The next day we went on a major temple tour, starting at Nijojo Castle. The place has an eerily squeaky floor that was apparently deliberately worked into the design so the Shogun could hear intruders. All the temples we visited, some of them massive tourist attractions and some not, were incredibly beautiful and varied enough to stay interesting for the whole day. To break the monotony of getting the bus everywhere we decided to walk from one temple to another of the more famous ones. The map pointed to a specific trail, enigmatically called the "Path of the Philosopher", which sounded very exciting. Once we arrived, however, it turned out the the Path of the Philosopher was in actual fact a small dirt trail behind some houses. The temple at the end had a wonderfully kept garden, but the main building was under repair.
We continued temple hopping the following day, taking the bus around the outskirts of the city to the more impressive places. The Golden Pavilion is quite spectacular and was packed with tourists (everyone here is American and I can't work out why). In the afternoon we went to another two shrines which had no entrance fee and fewer tourists which made the experience more satisfying. Jacqui finally fulfilled her wish to be photographed with a real life Geisha during our visit to Tenryuji temple, but almost blew it. The poor girl had obviously come to view the gardens (which, again, were spectacular) and relax before an appointment, but flipped back into showbiz mode as soon as she was asked to pose for a photo. Jacqui was annoyed that she didn't get a photo of her with the Geisha, but in the end it didn't matter as we met another on our way out.
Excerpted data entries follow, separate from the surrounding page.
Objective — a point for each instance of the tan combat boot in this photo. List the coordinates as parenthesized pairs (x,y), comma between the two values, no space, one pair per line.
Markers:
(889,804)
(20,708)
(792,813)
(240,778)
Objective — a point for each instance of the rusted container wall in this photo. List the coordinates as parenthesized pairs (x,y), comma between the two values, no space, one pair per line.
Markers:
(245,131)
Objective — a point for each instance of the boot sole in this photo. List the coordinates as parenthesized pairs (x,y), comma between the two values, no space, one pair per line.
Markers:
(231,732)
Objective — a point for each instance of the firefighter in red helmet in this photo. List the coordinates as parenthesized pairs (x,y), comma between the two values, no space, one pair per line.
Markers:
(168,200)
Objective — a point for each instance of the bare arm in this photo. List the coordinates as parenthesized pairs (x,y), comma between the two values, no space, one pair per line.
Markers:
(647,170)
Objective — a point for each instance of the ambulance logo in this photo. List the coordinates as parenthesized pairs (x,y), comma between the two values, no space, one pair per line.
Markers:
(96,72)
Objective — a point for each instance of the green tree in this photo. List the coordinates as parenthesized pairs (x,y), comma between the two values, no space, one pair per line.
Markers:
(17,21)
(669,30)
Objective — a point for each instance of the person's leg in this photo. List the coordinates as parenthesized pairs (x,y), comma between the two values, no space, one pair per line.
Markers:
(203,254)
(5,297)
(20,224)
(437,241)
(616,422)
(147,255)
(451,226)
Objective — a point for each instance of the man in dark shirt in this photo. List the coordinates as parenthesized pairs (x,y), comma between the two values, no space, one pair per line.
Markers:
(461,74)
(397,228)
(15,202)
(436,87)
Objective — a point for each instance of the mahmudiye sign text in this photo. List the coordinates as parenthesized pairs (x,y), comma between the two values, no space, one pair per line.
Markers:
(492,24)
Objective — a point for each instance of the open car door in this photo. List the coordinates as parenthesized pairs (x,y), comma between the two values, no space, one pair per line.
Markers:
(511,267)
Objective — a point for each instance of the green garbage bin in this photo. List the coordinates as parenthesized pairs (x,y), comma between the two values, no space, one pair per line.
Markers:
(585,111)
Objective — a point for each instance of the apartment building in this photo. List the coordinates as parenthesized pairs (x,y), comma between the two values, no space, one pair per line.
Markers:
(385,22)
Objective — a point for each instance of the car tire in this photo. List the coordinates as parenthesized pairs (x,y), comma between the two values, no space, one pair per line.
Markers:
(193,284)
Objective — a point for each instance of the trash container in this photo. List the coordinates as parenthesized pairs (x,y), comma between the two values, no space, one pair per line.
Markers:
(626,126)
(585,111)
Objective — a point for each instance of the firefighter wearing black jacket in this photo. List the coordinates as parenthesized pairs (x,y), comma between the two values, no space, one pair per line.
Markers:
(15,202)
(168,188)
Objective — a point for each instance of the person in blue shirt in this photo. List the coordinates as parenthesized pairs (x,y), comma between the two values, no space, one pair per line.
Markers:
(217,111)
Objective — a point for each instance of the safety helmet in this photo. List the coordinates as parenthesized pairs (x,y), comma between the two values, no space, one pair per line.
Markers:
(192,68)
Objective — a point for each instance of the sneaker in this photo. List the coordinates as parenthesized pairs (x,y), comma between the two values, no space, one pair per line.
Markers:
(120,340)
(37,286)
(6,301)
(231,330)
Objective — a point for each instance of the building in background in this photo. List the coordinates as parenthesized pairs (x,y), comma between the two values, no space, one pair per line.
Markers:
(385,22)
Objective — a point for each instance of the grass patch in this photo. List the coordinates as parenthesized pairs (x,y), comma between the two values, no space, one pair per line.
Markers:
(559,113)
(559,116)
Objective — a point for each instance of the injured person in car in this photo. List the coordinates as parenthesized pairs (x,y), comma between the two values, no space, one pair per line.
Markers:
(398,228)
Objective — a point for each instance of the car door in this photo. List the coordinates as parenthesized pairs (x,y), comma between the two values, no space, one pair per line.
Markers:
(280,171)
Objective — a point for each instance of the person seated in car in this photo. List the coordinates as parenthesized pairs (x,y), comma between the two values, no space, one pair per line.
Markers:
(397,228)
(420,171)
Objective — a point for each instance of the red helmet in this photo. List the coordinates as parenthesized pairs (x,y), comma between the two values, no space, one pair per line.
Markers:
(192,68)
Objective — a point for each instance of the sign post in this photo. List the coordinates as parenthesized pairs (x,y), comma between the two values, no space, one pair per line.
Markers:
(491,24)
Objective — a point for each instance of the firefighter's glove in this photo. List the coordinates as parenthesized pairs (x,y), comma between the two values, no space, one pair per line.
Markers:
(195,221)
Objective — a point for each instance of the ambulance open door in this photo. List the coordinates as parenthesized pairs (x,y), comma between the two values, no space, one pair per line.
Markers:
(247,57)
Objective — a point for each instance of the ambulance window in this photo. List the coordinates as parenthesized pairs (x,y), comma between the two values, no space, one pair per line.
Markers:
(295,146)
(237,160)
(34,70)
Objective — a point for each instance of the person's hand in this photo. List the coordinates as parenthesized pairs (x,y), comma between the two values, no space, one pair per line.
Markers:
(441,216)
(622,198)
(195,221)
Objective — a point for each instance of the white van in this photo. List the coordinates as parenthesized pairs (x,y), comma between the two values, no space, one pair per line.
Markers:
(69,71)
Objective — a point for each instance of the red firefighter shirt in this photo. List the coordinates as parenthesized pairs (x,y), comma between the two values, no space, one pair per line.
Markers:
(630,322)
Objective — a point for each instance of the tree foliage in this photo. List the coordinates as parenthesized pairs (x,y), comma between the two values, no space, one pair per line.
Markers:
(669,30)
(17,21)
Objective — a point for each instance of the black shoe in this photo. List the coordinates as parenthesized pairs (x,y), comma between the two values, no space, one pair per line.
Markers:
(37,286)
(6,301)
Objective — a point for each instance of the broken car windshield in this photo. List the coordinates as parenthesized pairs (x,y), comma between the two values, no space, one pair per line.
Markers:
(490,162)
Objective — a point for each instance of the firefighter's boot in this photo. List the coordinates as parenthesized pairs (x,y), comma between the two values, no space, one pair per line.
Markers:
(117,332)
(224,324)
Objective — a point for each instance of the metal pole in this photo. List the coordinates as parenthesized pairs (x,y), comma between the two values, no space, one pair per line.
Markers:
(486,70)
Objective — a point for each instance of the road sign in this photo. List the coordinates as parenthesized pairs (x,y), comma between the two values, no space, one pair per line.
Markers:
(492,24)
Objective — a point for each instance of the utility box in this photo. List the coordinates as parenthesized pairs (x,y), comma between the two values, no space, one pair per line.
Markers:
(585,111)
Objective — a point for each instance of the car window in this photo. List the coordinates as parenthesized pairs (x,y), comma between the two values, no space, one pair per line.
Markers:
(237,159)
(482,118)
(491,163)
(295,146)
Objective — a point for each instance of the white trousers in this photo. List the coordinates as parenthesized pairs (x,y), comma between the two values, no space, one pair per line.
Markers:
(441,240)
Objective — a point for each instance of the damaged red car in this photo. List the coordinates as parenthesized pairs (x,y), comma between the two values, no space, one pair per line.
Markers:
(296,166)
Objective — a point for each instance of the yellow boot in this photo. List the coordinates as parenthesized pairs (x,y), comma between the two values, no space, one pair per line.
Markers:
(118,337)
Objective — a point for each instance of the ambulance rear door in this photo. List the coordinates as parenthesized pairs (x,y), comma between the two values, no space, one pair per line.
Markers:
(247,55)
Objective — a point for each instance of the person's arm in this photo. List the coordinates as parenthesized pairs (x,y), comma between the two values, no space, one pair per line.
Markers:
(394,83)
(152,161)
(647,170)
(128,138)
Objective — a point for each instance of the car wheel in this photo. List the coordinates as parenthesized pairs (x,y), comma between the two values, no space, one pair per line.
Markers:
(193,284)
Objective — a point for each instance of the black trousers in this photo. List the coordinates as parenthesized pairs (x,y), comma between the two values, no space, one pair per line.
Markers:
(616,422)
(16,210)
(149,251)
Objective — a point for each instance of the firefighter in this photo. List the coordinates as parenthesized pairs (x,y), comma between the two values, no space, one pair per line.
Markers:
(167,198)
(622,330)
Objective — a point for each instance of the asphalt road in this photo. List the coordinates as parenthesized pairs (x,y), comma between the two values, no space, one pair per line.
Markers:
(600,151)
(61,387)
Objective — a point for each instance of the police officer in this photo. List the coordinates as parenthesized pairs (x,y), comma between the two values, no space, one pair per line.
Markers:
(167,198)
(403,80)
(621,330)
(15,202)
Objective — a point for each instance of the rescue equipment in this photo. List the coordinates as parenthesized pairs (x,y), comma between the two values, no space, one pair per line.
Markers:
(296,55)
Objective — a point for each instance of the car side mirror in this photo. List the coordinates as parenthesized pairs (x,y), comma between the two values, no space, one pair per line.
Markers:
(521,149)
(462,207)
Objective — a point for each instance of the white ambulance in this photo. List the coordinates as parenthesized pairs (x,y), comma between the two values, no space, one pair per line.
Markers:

Granted, it was in the car park and the resulting photo with cars and gravel in the background didn't quite capture the Kyoto charm, but it was better than nothing.
Our final temple excursion was to Kiyomizu, which was located further than I thought up a hill that was steeper than I had bargained for. It's one of the more visually impressive places in Kyoto, not least because of the view you get of the city from being that high up. We stayed long enough to get some good photos before being forced back down the hill by an onslaught of hundreds of loud American tour groups all arriving at once, which had a small negative effect on the ambiance of the place. That evening we returned to the lantern-lit traditional street and ate in a small restaurant there, complete with sliding wooden door and no shoes rules, and was probably the best meal we've had in Japan so far.
We rounded off our stay in Kyoto with a quick visit to Tojo temple in the morning before catching our train. It's apparently the tallest pagoda in Japan, but the real fun was throwing the remains of our lunch into the lake at its base, where they were fought for in a pitched battle between masses of huge carp and a number of turtles, who lost quite miserably.